You did not just say that, Bette.

But she did. And to her husband, no less! In William Wyler's The Letter (1940) the late oh so great Ms. Davis gives one of Hollywood's greatest performances. It doesn't seem the slightest bit subjective to write that. She is transcendent.

How to do describe Davis' character, Leslie Crosbie? How about utterly shocking? Totally audacious. Amoral. Calculating. Deceitful. With such a proper veneer no less. One that no one can seem to see through.

But how about this: Is Leslie Crosbie a cold blooded killer or hot with passions that lead to adultery and murder? How about both?

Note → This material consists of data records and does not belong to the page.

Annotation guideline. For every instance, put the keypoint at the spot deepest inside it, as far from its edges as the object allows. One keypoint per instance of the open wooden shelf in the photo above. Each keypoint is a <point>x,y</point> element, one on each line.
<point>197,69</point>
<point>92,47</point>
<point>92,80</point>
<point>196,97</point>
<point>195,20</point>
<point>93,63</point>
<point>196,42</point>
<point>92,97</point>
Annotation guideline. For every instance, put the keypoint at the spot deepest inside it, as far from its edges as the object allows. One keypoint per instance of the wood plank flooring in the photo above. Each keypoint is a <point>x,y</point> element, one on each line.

Has anyone ever lied so artfully, even at the point of being found out? Then played for sympathy so adroitly? We don't know whether to wish Leslie death or every happiness. As Leslie, Davis bewitches the audience, even at the distance of 68 years on the relatively small screen of a TV set. Masterful.

I watched The Letter for perhaps the fifth or sixth time just now and plan many more viewings. It's a mesmerizing film. But no performance, no matter how great can bring one back to a movie again and again. There's so much more to the film. For one, Davis draws great performances from her co-stars such as Herbert Marshall as her cuckolded husband. The poor man takes everything at face value, has the innocence and faith of a child on Christmas Eve. Marshall plays the poor sap perfectly but never drops the sophistication. A lesser actor would have made the man maudlin or cloying. But we needed to like the guy to make Davis that much more of an utter fink. Watch Marshall when informed of the cost of the letter. For several beats his face betrays nothing. He allows the shock to slowly settle in. Poor guy.

Gale Sondergaard is brilliant as the victim's Eurasian widow. So seemingly sinister, saying so much with her eyes while uttering nary a word. I don't recall any actress doing quite so much with so few movements in so little screen time.

Rarely talked about in discussions of the film is James Stephenson as the family friend and attorney. He's on to Davis early courtesy of the incriminating letter. He provides a moral center, despite betraying the ethics of his profession. His first duty is to save his client and his ability to compartmentalize the whirl of contrasting facts and emotions is astonishing. Stephenson plays him perfectly. He's all urbanity and practical wisdom.

But it is Davis around whom all others orbit. It's a performance made grand by subtlety. The sly quick look. The slight pause, the slighter inflection while concocting or confessing or just passing the time. But does Leslie Crosbie ever just pass the time? Davis gives meaning to all her words, all her moves.

When we first meet Leslie Crosbie she is emptying a revolver into a man who is tumbling down the steps of a veranda. Look at her face. Utterly passionless. Cold and hard. Soon she's swooning, playing the victim for the police, the lawyer and her husband, weaving her story so effortlessly and thus gaining their immediate sympathy, even respect.

In prison she is stoic but, when confronted with the existence of the letter, able to think on her feet and create anew, tossing in a literal swoon for good measure.

Davis must have realized that in Leslie Crosbie she had a role that she could sink her teeth into. But Bette likely knew how easy it would be to foul it up with board emotions. So she faced the supreme challenge of doing so much without seeming to do a lot. The character and her words were shocking. Davis had to let the words have power. She respected the words, the direction, the camera, her co- stars. In The Letter Bette Davis embodied her character, that world, the milieu. She became.

Art is making something look as special as it is.

Bette Davis as Leslie Crosbie in The Letter is great art.